Weihnachtsgedicht zu Lukas 2,14



Ehre sei Gott in der Höhe und Frieden auf Erden und den Menschen ein Wohlgefallen.

Lukas 2,14 (Luther 1912)


Weihnachtsfeier im Familienkreis

Es leuchten die Kerzen, es funkelt der Glimmer,
Miez läuft derweilen gelangweilt durchs Zimmer.
Klein-Erna ist mit der Kerze am spielen,
und Papa darüber die Geduld am verlieren.

Paulchen springt los um's Geschenk zu ergattern,
und schon fällt der Weihnachtsbaum mit großem rattern.
Der schöne Baum: er fällt, es klirrt, es kracht!
Den Abend hat sich Papa anders gedacht.

Oma, Opa greifen erschreckt an die Herzen,
doch zum Glück sind es nur elektrische Kerzen.
Papa ist böse und schimpft laut: "So ein Mist",
und versucht zu retten, was zu retten ist.

Schließlich wird's ruhiger - aber nicht von Dauer,
denn nun ist eines von den Kindern sauer!
Jeder Bub bekam ein Auto, doch einer mit Schaden,
nun gibt es Streit: Jeder will's bessere haben.

Einen Kratzer hatte der Ältere entdeckt,
die Eltern sahen es nicht - es war ganz versteckt.
Oma versucht zu beruhigen, lieb und sacht,
aus dem Radio ertönt derweil: "Oh stille Nacht"

Später sieht man alle um den Tische sitzen,
Papa ist nun am Braten am säbeln und ritzen.
Die Buben raffen sich von den größten Stücken,
die Tochter diätet und ist nicht zu beglücken.

Der Kampf um die Gans geht nun am Tisch weiter,
es gibt auch Wein - die Stimmung wird heiter.
Nachdem schließlich die Schmauserei dann endet,
sich die Familie Richtung Kirche wendet.

Vom Kirchturm her erschallt lauter Glockenklang,
vom Inneren her hört man derweil Chorgesang.
Die Kirche ist sehr voll und geschmückt ganz fein,
und die Familie nun auch nicht mehr allein.

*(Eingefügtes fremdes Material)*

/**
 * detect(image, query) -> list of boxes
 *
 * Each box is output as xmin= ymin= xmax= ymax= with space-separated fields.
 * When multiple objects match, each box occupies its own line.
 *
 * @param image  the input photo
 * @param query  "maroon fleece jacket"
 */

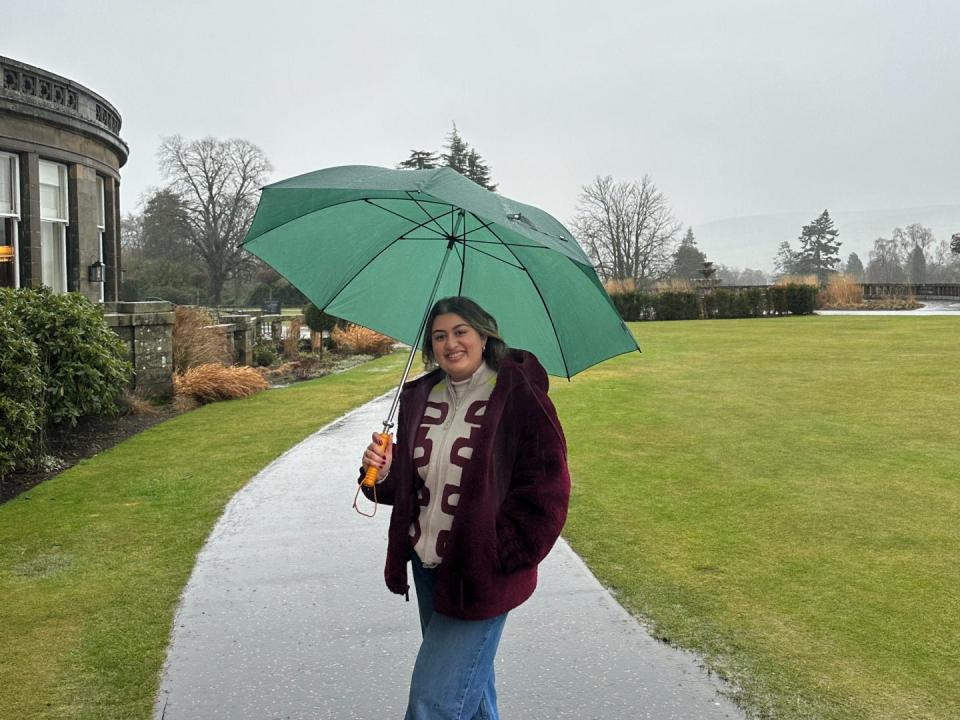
xmin=362 ymin=349 xmax=570 ymax=620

Bei sonstigen Gottesdiensten - bis zuletzt
waren die Stühle frei - jetzt sind sie besetzt.
Ganz hinten ist noch was frei, wohin sie gehen,
die nächsten die kommen müssen schon stehen.

Man sieht es kaum, doch irgendwo ganz vorn
stößt nun jemand ganz kräftig ins Horn,
und schon ertönt feierlicher Trompetenklang,
dazu kommt noch des Chors lieblicher Gesang.

Kaum sind die letzten Töne verklungen,
kommen schon Kinder nach vorne gesprungen.
Ein Krippenspiel steht nun auf dem Programm,
sie spielen das Stück, als der Engel einst kam.

Schließlich ist der Gottesdienst zu Ende,
zum Schluss falten noch mal alle die Hände.
Alles strömt nun wieder eilig nach Haus,
manch einen erwartet noch ein Mitternachtsschmaus.

Langsam neigt sich der Abend dem Ende zu,
die Kinder gehen nun auch langsam zur Ruh,
Papa denkt bereits an die nächsten Tage,
und sorgt sich bereits um die Verkehrslage.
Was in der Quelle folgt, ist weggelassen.